About Time, 2013

 Tür: Dram, Fantastik,Romatik
Yönetmen:  Richard Curtis
IMDb:  7,8/10

Hayatınızın her dakikasını istediğiniz ölçüde tekrar yaşama fırsatınız olsaydı desem? 

Klişe bir soru gibi geliyor ama düşündüğünüzde kalbinizi ısıtmıyor mu, benim yakıyor. Yaptığınız toz tanesi kadar küçük hatalarınızı bile değiştirebilseniz, yaşadığınız o en muazzam dakikaları tekrar tekrar bir de bilinçli halinizle geçirebilseniz; dünya daha yaşanır bir yer olmaz mıydı? *Denemeye değer. 
Her gününüzü tek bilet- tek seans sinema filmi gibi yaşayın ve onları geri istemeyin her şey ilk defasıyla güzel düşüncesini bencilce bulanlardanım. İnsanız ve sonunu bilmediğimiz ama kafamızda masalsı başlayan ya da düşünürken bile mutlu eden şeyleri ne pahasına olursa olsun yaşamaya bayılıyoruz. 
Bir kere dünyaya gelme amacımız bu: daha iyisini istemek; hep bir şeyler istemek...

Düşünsenize hiç bitmesini istemediğiniz günleri tekrar yaşayacaksınız.  
"Seni bir kere  öpsem ikinin hatırı kalıyordu; iki kere öpeyim desem üçün boynu bükük " 
der sevdiğim şair. 
Boynu bükük kalmasın üçüncülerin...

Belki bir daha göremeyeceğimiz sevdiklerimizle doyasıya; içimizi çıkartırcasına yaşayabilirdik. 

*Duyuyorum, insan sevdiği şeylere/kimselere nasıl doysun?


Tim ve Mary.. 
Tim başlarda bir kaç kez farklı atmosferlerde Mary ile tanışıyor. Bu tanışmaların hepsini seviyorsunuz, yakışıklı değil ama sempatik Tim bunu öyle başarıyor. 
Mary'i The Time Traveller's Wife'tan biliyoruz ve seviyoruz; artık daha çok seveceğiz. Onun o soft romantik saçları belki biraz demode kahküllleri yine sempatikliğiyle karışacak film boyunca. Tim ise şanslı genlere sahip; bulunduğu ailenin erkekleri zamanda yolculuk yapabiliyor. 
Bu güne kadar izlediğimiz zamanda yolculuk filmleri acıydı, burada değil. 

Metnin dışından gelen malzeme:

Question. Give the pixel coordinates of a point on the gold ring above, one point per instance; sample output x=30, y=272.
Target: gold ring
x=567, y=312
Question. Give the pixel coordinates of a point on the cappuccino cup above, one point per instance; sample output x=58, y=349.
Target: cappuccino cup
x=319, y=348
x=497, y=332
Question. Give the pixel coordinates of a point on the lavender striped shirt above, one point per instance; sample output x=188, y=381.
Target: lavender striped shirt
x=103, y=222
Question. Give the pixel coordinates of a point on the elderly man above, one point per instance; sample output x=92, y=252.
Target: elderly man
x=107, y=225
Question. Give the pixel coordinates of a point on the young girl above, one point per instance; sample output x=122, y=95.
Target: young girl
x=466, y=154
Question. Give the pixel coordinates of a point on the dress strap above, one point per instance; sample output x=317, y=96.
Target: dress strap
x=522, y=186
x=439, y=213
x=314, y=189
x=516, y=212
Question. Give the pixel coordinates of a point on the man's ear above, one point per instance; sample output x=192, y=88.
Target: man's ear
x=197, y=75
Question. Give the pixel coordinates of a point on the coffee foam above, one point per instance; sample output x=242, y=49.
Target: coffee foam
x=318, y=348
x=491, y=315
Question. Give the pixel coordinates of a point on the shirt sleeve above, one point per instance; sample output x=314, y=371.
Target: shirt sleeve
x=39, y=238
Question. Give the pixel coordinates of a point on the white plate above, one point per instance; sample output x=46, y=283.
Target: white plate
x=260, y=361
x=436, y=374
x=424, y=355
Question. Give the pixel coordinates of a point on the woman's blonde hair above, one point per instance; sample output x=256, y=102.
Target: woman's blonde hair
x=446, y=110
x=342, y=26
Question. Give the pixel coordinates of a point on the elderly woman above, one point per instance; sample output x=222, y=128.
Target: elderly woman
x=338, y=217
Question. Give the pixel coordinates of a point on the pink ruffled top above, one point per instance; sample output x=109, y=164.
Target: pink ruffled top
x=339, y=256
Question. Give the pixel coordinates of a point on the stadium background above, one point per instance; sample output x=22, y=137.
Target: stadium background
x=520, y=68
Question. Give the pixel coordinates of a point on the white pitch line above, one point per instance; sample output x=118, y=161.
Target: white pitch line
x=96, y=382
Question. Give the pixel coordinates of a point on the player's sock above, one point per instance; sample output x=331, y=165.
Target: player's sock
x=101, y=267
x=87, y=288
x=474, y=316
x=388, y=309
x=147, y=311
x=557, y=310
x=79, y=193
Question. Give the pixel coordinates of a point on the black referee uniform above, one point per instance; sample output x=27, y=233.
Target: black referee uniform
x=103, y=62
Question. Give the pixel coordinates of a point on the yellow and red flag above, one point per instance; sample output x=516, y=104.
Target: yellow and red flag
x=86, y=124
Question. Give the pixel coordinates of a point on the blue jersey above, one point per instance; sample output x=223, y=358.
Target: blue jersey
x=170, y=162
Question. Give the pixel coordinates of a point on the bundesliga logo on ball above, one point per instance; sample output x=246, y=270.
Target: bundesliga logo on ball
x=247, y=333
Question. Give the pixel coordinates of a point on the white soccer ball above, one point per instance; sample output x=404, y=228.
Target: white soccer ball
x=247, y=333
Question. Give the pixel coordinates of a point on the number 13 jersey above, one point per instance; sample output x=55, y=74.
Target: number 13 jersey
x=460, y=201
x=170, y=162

Bir zamanda yolculuk böyle de sımsıcak işlenebilirdi, dedirtiyor. 

Zamanla, pişmanlıklarla, aşkla ve kaderle ilgilenen filmlere daha bir içten bakıyorum bu doğru.. 
Yaşadığınız aşkın pişmanlıkla ve geçen zamanla ilgisi varsa kaderi suçlamak ona bir daha inanmamak elden gelen en kolay şey, bunu da biliyorum. Ama her şey aşk değil, bazen birini mutlu etmek için küçük dokunuşlar yapıyorsunuz 
ve
 h e r ş e y   d e ğ i ş i y o r . 

Çünkü ben kelebek etkisine gönülden inanıyorum. İşte Tim bu anları iyi niyetiyle doğru orantılı kullanıyor. 

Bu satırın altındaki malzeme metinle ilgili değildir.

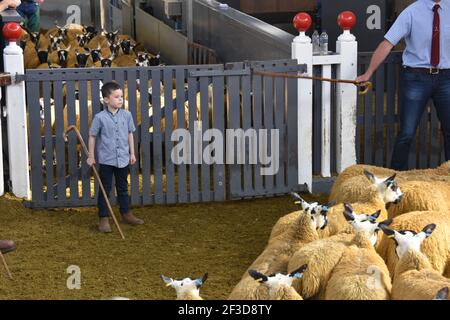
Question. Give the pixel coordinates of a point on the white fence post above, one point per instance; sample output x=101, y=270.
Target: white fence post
x=347, y=47
x=16, y=114
x=302, y=51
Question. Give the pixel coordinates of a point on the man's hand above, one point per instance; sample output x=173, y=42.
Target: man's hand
x=363, y=78
x=90, y=161
x=132, y=159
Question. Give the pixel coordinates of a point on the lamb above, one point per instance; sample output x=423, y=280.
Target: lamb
x=324, y=255
x=276, y=256
x=440, y=173
x=278, y=286
x=384, y=191
x=414, y=276
x=442, y=294
x=436, y=249
x=360, y=274
x=186, y=289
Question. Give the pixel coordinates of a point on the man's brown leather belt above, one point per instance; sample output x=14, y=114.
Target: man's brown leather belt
x=428, y=70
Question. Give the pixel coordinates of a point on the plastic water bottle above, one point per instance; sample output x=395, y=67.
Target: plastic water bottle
x=316, y=42
x=323, y=43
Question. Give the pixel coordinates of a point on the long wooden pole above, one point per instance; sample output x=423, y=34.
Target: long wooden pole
x=6, y=265
x=83, y=145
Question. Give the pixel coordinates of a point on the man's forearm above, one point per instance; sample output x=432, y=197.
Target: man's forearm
x=382, y=51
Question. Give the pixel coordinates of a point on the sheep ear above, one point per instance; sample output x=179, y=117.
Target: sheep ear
x=374, y=217
x=390, y=179
x=387, y=231
x=442, y=294
x=428, y=230
x=257, y=276
x=297, y=274
x=348, y=212
x=369, y=175
x=168, y=281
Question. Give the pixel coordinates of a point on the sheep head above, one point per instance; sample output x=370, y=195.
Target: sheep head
x=406, y=240
x=317, y=212
x=185, y=286
x=386, y=187
x=366, y=223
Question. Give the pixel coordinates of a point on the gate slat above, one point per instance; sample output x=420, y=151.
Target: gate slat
x=379, y=115
x=85, y=121
x=292, y=169
x=234, y=123
x=268, y=124
x=46, y=88
x=193, y=167
x=60, y=145
x=168, y=118
x=35, y=137
x=204, y=116
x=146, y=155
x=279, y=125
x=136, y=199
x=157, y=136
x=72, y=145
x=246, y=125
x=257, y=125
x=218, y=123
x=181, y=169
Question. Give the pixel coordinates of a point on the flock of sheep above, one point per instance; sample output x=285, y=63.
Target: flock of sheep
x=336, y=252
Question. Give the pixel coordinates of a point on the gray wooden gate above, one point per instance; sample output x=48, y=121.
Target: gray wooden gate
x=173, y=98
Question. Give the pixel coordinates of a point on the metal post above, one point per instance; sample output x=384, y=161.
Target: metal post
x=16, y=114
x=347, y=47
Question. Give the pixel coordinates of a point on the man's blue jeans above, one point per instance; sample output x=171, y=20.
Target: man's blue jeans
x=418, y=88
x=121, y=174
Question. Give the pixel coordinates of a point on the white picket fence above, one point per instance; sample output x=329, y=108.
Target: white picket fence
x=346, y=94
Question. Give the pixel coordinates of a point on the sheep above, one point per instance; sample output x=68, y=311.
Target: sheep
x=276, y=256
x=381, y=193
x=278, y=286
x=186, y=289
x=414, y=276
x=437, y=174
x=442, y=294
x=360, y=274
x=436, y=248
x=317, y=211
x=322, y=256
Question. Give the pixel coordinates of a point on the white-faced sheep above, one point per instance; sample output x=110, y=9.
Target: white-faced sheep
x=414, y=276
x=436, y=248
x=276, y=256
x=278, y=286
x=324, y=255
x=186, y=289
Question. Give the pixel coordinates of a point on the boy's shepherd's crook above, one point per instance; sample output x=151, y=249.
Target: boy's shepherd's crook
x=6, y=265
x=83, y=145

Tim der ki, "bazen bu seyahatleri kullanmaya gerek duymuyorsunuz, çünkü anlar çok kıymetli." 

Tabii ilk zamanlarda söylüyor bunu, sonra o anların kıymetini öyle bir biliyor ki bunları iki kez yaşamanın gerekliliğini işliyor içinize ve ızdıraplı bir istek duyuyorsunuz tam da o vakit: "O anı bir kere daha yaşamak için her şeyi yapardım" dediğiniz an/ları tokat gibi çarpıyor yüzünüze.. 


Bazen bazı filmleri anlatmak istemiyorum çünkü eğer bunu beceremezsem sizden güzel bir an çalmış gibi olurum, böyle inanıyorum. İzleyince anlayacaksınız. 

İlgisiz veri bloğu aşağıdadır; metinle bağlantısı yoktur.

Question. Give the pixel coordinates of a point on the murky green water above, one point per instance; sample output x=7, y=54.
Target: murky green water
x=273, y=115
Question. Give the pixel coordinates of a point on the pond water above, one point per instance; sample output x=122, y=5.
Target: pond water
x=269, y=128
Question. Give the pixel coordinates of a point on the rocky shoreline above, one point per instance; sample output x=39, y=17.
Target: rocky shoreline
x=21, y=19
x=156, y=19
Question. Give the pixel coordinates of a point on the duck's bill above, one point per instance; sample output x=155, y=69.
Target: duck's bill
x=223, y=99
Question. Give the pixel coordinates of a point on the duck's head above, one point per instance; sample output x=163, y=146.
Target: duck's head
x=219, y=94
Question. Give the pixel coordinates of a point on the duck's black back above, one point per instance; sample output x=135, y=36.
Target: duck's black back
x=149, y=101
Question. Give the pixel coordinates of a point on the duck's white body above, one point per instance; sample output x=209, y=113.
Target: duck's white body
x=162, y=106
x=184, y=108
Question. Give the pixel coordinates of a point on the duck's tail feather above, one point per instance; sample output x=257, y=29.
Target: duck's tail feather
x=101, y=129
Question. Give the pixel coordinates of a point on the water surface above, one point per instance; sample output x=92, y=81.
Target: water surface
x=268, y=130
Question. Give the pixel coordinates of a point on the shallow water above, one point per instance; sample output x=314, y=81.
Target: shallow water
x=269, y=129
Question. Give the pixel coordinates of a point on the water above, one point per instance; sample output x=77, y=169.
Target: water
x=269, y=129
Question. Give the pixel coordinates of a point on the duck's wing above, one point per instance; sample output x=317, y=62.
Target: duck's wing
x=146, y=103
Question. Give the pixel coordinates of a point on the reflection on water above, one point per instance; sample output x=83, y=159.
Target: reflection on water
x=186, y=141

*T: Hiç yağmur yağmamış bir günde mi evlenmek isterdin?
 M: Asla, bu günü hiçbir şeye değişmem *
*repliği, düğündeki o mis gibi şarkı eşliğinde Mary'nin küçük omuz dansıyla Tim'e doğru geliği an o kadar izlenilesi ki..
Ayrıca metrodaki çalan şarkı ...


-Basit bir kelime gibi değil altı çizili- gerçekten doyasıya yaşayarak izleyiniz.